Item 1.01 Entry into a Material Definitive Agreement.
On July 22, 2016, Mast Therapeutics, Inc. (the “Company”) entered into an amendment (the “Fourth Amendment”) to the Loan and Security Agreement, dated August 11, 2015, as amended by the First Amendment thereto dated September 28, 2015, the Second Amendment thereto dated December 31, 2015, and the Third Amendment thereto dated February 25, 2016 (collectively, the “Loan Agreement”) with Hercules Technology III, L.P. and Hercules Capital, Inc. (together, “Hercules”). As previously disclosed, the Loan Agreement provides for a $15 million debt facility, $5 million of which was funded to the Company in August 2015 and $10 million of which was funded to the Company in September 2015 (the “Second Advance”). As of July 25, 2016, the principal balance of the loan was approximately $14.6 million.
Under the Loan Agreement, as amended by the Fourth Amendment, on or before October 14, 2016, the Company must demonstrate, to the reasonable satisfaction of Hercules, positive results from its Phase 3 clinical study of vepoloxamer in patients with sickle cell disease, known as the EPIC study (the “Second Advance Prepayment Condition”), or prepay to Hercules $10 million of the principal balance of the loan and any accrued but unpaid fees and expenses (the “Second Advance Prepayment”), without any prepayment penalty. In the event that the Second Advance Prepayment Condition is not satisfied, the Second Advance Prepayment would be due on October 14, 2016; provided, however, that if the Company issues a public announcement of EPIC results that do not satisfy the Second Advance Prepayment Condition before October 14, 2016, the Company is required to make the Second Advance Prepayment promptly, but in any case, within three business days of the public announcement.
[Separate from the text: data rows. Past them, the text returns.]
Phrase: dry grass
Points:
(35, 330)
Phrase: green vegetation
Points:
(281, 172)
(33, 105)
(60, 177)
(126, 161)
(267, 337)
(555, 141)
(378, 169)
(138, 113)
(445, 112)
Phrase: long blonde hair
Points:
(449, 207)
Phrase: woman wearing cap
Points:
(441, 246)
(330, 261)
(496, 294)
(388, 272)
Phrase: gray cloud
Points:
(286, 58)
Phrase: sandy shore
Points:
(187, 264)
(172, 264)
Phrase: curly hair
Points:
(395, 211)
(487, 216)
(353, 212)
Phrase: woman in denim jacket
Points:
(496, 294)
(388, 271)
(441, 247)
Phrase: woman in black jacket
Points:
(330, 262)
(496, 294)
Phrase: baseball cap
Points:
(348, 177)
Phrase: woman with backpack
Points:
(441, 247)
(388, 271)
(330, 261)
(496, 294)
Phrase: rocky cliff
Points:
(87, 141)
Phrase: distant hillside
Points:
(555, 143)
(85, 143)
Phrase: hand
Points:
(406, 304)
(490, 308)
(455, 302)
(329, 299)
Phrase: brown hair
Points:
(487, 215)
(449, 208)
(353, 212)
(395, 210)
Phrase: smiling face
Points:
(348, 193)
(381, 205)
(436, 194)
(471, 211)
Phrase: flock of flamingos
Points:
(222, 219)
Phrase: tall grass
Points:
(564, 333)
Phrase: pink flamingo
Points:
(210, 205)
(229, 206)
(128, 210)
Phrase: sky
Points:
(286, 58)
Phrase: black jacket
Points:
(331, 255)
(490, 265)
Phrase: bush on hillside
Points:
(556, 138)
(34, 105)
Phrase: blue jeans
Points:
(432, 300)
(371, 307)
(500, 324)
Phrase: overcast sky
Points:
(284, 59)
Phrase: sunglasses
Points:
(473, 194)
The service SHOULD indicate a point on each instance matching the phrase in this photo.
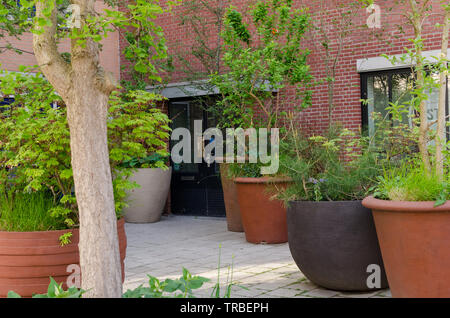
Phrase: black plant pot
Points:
(333, 243)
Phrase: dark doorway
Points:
(196, 187)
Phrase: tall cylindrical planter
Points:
(415, 242)
(263, 217)
(28, 259)
(335, 245)
(234, 221)
(146, 203)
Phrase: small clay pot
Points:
(28, 259)
(263, 218)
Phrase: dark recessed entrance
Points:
(196, 188)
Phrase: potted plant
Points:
(261, 59)
(331, 234)
(138, 137)
(38, 208)
(410, 207)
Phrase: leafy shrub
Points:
(55, 290)
(35, 141)
(174, 288)
(334, 167)
(410, 182)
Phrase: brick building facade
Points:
(357, 52)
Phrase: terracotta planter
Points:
(264, 220)
(146, 204)
(234, 221)
(28, 259)
(333, 243)
(415, 243)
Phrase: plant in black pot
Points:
(331, 236)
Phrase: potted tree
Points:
(38, 210)
(410, 207)
(138, 136)
(261, 58)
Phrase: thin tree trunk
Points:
(85, 88)
(440, 129)
(416, 19)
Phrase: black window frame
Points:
(364, 92)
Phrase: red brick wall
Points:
(361, 43)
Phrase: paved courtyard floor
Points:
(162, 249)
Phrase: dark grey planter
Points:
(333, 243)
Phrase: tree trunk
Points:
(416, 19)
(99, 248)
(85, 88)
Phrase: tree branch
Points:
(55, 69)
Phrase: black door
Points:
(196, 188)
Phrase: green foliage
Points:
(410, 182)
(138, 131)
(169, 288)
(55, 290)
(261, 58)
(35, 141)
(28, 212)
(321, 170)
(216, 291)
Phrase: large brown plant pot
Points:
(263, 218)
(234, 221)
(28, 259)
(333, 243)
(415, 243)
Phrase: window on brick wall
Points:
(379, 89)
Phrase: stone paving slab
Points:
(162, 249)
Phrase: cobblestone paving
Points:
(162, 249)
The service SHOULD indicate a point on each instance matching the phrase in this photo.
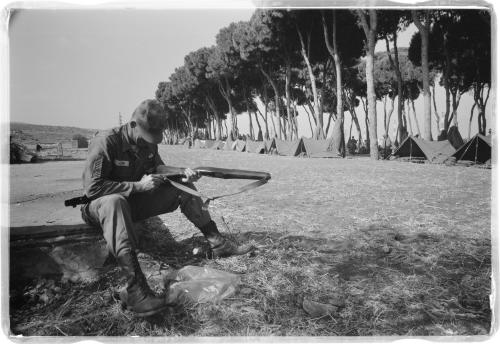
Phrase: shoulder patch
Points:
(97, 167)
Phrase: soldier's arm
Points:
(96, 176)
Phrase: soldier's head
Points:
(149, 121)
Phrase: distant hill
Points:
(34, 133)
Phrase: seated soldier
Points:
(118, 181)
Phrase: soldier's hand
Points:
(191, 176)
(148, 183)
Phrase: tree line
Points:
(324, 62)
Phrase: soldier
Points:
(118, 181)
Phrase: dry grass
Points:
(402, 248)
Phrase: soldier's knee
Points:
(114, 202)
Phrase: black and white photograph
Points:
(249, 170)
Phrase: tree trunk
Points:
(371, 36)
(408, 117)
(309, 118)
(276, 100)
(436, 114)
(259, 134)
(266, 100)
(470, 119)
(288, 77)
(423, 28)
(402, 133)
(334, 53)
(367, 122)
(415, 117)
(319, 133)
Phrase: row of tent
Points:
(300, 147)
(475, 151)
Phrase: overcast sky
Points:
(83, 67)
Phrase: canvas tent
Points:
(239, 145)
(476, 150)
(229, 143)
(209, 143)
(199, 143)
(255, 147)
(218, 144)
(417, 149)
(270, 145)
(319, 148)
(290, 148)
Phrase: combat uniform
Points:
(113, 166)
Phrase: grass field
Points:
(397, 248)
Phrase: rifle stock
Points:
(167, 173)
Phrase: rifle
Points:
(215, 172)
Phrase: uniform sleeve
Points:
(158, 160)
(96, 175)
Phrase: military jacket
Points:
(114, 163)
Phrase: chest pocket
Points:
(122, 169)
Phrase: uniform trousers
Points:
(116, 214)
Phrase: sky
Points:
(85, 67)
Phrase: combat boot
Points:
(222, 247)
(137, 296)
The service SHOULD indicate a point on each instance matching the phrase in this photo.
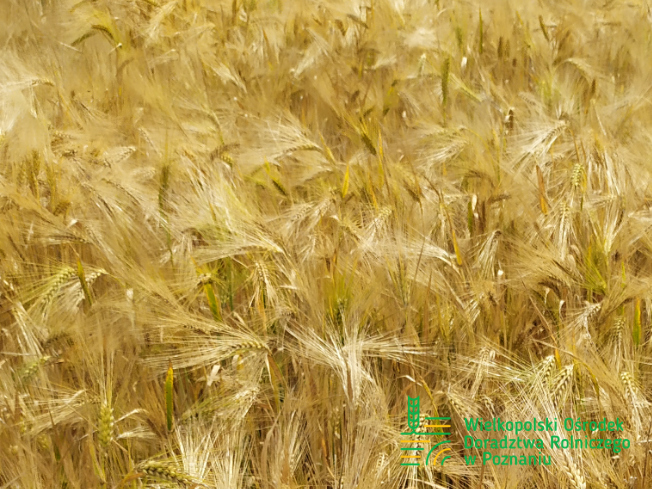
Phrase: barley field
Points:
(254, 243)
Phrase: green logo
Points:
(412, 453)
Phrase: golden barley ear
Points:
(169, 397)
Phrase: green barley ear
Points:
(169, 406)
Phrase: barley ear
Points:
(169, 406)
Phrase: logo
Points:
(416, 446)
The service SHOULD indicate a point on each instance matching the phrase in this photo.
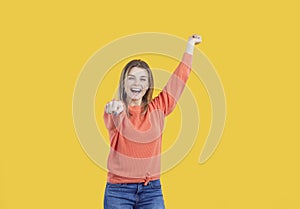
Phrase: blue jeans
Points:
(134, 196)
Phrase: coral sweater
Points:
(135, 140)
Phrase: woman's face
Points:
(136, 85)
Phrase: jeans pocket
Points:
(155, 184)
(112, 185)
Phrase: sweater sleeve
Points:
(112, 121)
(168, 97)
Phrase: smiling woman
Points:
(133, 179)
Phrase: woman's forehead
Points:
(137, 71)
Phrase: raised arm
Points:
(168, 97)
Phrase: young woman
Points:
(135, 124)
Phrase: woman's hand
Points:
(195, 39)
(114, 107)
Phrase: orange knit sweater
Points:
(135, 140)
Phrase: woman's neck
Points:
(134, 102)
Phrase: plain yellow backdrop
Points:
(254, 46)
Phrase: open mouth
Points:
(135, 90)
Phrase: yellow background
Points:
(254, 46)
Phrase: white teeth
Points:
(136, 90)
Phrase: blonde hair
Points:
(148, 95)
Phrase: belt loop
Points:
(147, 179)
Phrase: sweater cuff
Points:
(187, 59)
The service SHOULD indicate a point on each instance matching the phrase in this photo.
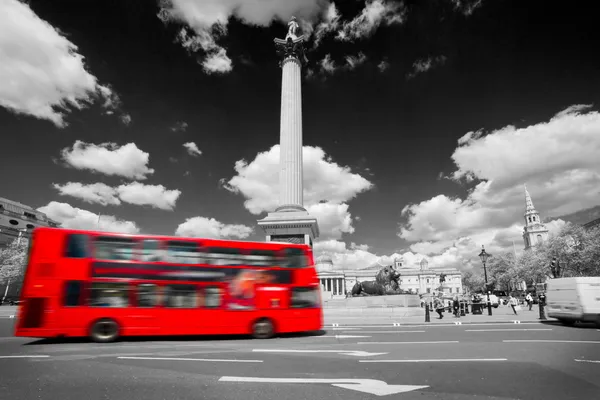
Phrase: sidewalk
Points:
(499, 316)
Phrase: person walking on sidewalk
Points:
(529, 300)
(513, 303)
(439, 306)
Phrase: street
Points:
(470, 361)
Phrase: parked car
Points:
(574, 299)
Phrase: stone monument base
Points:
(290, 225)
(391, 301)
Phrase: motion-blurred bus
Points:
(107, 285)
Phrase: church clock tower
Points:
(534, 232)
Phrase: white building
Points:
(335, 282)
(534, 232)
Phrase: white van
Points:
(574, 299)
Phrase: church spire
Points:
(529, 208)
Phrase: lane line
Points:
(391, 331)
(437, 360)
(189, 359)
(552, 341)
(439, 342)
(504, 330)
(23, 356)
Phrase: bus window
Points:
(181, 296)
(294, 258)
(212, 297)
(77, 246)
(104, 294)
(113, 248)
(184, 252)
(152, 251)
(224, 256)
(72, 294)
(148, 295)
(262, 258)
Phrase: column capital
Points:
(291, 49)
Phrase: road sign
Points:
(371, 386)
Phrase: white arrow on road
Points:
(372, 386)
(357, 353)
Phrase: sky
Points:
(422, 120)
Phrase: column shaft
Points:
(291, 175)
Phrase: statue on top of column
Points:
(292, 29)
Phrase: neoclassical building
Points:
(336, 282)
(534, 232)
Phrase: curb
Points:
(455, 323)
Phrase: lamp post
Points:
(484, 257)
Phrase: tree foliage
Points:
(576, 249)
(12, 259)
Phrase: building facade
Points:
(534, 232)
(335, 282)
(18, 220)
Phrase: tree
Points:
(12, 259)
(472, 281)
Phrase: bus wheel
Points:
(263, 329)
(104, 330)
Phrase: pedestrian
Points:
(456, 306)
(529, 300)
(439, 306)
(513, 303)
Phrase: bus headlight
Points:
(305, 297)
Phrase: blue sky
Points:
(422, 119)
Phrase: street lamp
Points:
(484, 257)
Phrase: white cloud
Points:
(354, 61)
(76, 218)
(557, 159)
(179, 126)
(108, 158)
(156, 196)
(375, 13)
(217, 62)
(192, 149)
(334, 219)
(327, 187)
(43, 75)
(383, 65)
(424, 65)
(467, 7)
(98, 193)
(135, 193)
(211, 228)
(207, 21)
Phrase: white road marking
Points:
(552, 341)
(505, 330)
(440, 342)
(357, 353)
(372, 386)
(38, 356)
(396, 331)
(189, 359)
(435, 360)
(342, 336)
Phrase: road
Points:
(483, 361)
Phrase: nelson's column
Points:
(290, 222)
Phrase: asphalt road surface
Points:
(487, 361)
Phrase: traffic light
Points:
(553, 268)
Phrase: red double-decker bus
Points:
(106, 285)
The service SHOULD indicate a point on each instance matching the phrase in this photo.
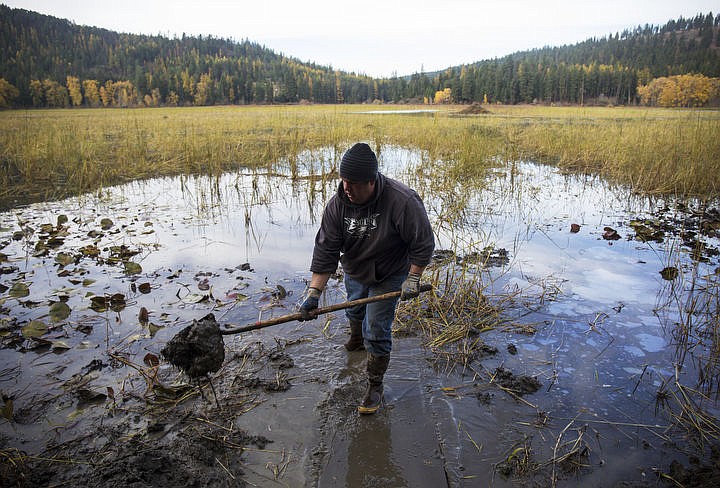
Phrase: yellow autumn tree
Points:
(8, 93)
(693, 90)
(443, 96)
(36, 92)
(73, 85)
(92, 94)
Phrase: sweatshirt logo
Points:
(361, 227)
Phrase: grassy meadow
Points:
(48, 154)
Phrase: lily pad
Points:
(63, 259)
(669, 273)
(132, 268)
(59, 311)
(59, 346)
(36, 328)
(19, 290)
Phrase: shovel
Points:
(198, 349)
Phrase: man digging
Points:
(378, 229)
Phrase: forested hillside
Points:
(51, 62)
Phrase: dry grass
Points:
(48, 154)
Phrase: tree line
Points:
(51, 62)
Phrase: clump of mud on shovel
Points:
(198, 349)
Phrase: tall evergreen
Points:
(41, 55)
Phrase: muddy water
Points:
(602, 348)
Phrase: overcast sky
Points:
(378, 37)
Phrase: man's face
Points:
(358, 192)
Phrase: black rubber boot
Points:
(355, 343)
(376, 367)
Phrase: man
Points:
(379, 230)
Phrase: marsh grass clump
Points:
(453, 318)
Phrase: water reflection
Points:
(611, 331)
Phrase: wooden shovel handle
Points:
(319, 311)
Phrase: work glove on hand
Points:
(312, 298)
(410, 287)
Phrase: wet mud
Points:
(198, 349)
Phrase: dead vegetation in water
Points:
(167, 427)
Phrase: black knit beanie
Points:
(359, 164)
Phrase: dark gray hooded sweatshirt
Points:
(375, 240)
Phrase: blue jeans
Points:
(377, 317)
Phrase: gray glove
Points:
(410, 287)
(310, 304)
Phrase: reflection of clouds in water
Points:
(609, 286)
(651, 343)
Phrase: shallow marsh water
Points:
(602, 346)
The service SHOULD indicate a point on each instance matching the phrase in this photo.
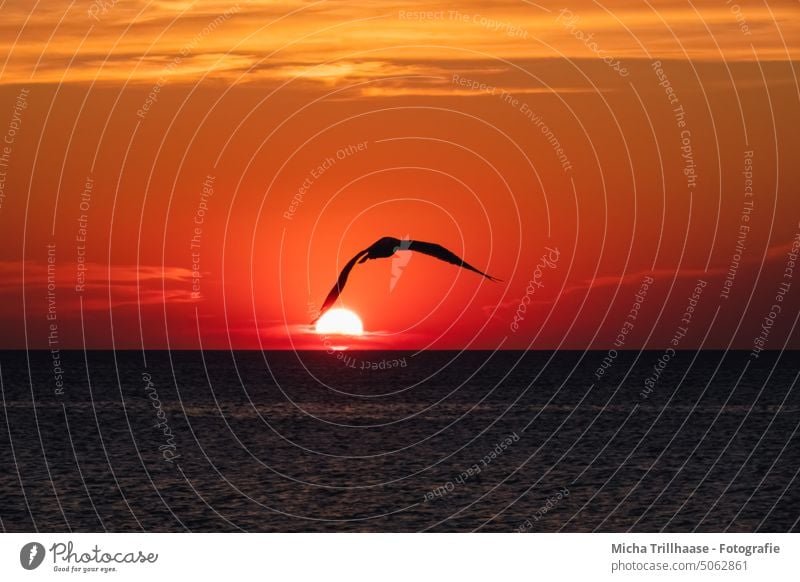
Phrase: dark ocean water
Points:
(436, 441)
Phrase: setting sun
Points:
(341, 322)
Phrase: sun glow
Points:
(339, 322)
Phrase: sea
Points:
(387, 441)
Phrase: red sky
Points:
(459, 110)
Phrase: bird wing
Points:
(443, 254)
(337, 288)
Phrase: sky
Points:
(195, 174)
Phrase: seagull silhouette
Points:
(386, 247)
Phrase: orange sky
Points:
(499, 129)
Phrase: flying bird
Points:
(386, 247)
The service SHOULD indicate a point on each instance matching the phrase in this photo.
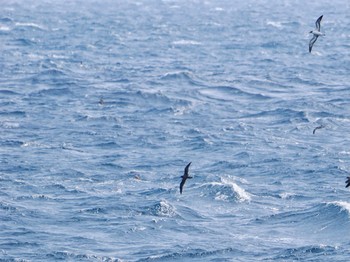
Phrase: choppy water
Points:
(104, 103)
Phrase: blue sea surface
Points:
(104, 103)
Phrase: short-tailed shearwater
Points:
(184, 177)
(316, 33)
(347, 181)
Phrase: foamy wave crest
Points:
(163, 209)
(344, 206)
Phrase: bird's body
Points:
(316, 33)
(184, 177)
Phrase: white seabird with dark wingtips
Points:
(316, 33)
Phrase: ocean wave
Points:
(181, 76)
(322, 218)
(186, 42)
(68, 255)
(226, 190)
(199, 254)
(30, 25)
(162, 209)
(229, 93)
(304, 253)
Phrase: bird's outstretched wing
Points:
(182, 184)
(312, 41)
(318, 23)
(186, 169)
(347, 181)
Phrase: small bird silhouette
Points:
(316, 33)
(184, 177)
(347, 181)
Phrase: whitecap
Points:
(242, 195)
(345, 206)
(186, 42)
(274, 24)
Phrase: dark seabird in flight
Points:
(316, 33)
(184, 177)
(347, 181)
(318, 127)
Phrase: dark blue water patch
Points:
(8, 92)
(282, 116)
(13, 113)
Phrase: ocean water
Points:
(103, 104)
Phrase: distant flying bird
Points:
(316, 33)
(318, 127)
(347, 181)
(184, 177)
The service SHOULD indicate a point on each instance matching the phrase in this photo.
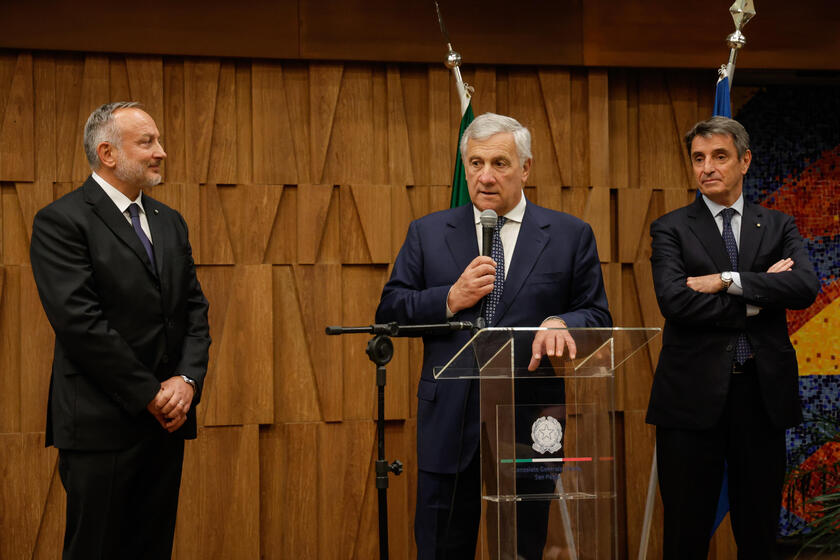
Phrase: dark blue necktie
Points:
(134, 212)
(497, 253)
(743, 349)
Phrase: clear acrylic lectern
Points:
(547, 440)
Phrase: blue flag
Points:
(723, 108)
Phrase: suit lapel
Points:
(751, 233)
(151, 206)
(461, 238)
(108, 212)
(703, 225)
(532, 240)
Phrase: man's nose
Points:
(486, 176)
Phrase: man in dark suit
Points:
(552, 278)
(726, 386)
(116, 277)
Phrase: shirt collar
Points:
(515, 215)
(716, 208)
(119, 198)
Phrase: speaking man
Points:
(544, 271)
(116, 277)
(726, 385)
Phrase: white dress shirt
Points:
(735, 288)
(508, 234)
(123, 202)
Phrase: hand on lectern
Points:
(551, 342)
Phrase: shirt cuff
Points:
(735, 288)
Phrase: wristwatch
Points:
(189, 380)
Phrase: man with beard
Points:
(116, 277)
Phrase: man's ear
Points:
(526, 170)
(745, 162)
(107, 156)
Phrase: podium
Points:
(548, 465)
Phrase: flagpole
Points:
(460, 194)
(742, 12)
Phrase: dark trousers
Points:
(122, 504)
(444, 533)
(691, 464)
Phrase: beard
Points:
(134, 172)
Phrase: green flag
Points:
(460, 194)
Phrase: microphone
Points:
(488, 221)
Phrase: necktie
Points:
(134, 212)
(743, 349)
(497, 253)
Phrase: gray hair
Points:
(101, 127)
(486, 125)
(720, 125)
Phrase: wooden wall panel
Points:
(276, 156)
(289, 488)
(10, 349)
(298, 182)
(17, 124)
(319, 290)
(36, 345)
(238, 388)
(250, 212)
(219, 508)
(312, 209)
(296, 395)
(26, 473)
(349, 444)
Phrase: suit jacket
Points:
(120, 327)
(555, 270)
(698, 345)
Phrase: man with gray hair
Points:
(116, 277)
(726, 386)
(544, 271)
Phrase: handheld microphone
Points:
(488, 221)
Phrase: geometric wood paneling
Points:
(239, 379)
(27, 472)
(17, 129)
(298, 181)
(219, 507)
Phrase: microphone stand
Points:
(380, 350)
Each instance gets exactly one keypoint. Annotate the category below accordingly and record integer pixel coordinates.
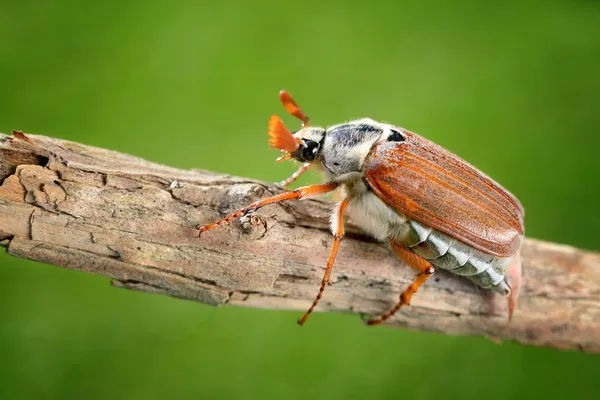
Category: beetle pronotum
(431, 207)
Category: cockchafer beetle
(432, 208)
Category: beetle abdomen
(384, 223)
(443, 251)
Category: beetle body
(349, 153)
(433, 208)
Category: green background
(513, 88)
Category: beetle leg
(296, 174)
(514, 274)
(425, 269)
(300, 193)
(338, 227)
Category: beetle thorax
(347, 145)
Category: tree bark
(134, 221)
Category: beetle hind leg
(425, 269)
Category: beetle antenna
(291, 107)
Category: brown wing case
(427, 183)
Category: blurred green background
(513, 88)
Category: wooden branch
(115, 215)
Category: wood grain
(99, 211)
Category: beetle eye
(310, 150)
(395, 136)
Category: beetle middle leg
(425, 269)
(338, 235)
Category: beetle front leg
(300, 193)
(426, 271)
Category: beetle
(431, 207)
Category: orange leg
(300, 193)
(425, 269)
(339, 234)
(296, 175)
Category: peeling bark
(112, 214)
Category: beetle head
(304, 145)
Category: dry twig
(112, 214)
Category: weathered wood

If the Company achieves the Second Advance Prepayment Condition, is not required to make the Second Advance Prepayment, and no event of default under the Loan Agreement has occurred, the Company may resume making interest-only payments and further payments against the principal balance will be deferred until March 1, 2017. If the interest-only period resumes and is extended to March 1, 2017, then the scheduled maturity date under the Loan Agreement will be extended from January 1, 2019 to October 1, 2019. In accordance with the Fourth Amendment, the Company paid an additional facility charge of $75,000.
Except as specifically amended by the Fourth Amendment, the Loan Agreement remains in full force and effect.
A copy of the Fourth Amendment is filed herewith as Exhibit 10.1 and is incorporated herein by reference. The foregoing description of the Fourth Amendment does not purport to be complete and is qualified in its entirety by reference to such exhibit.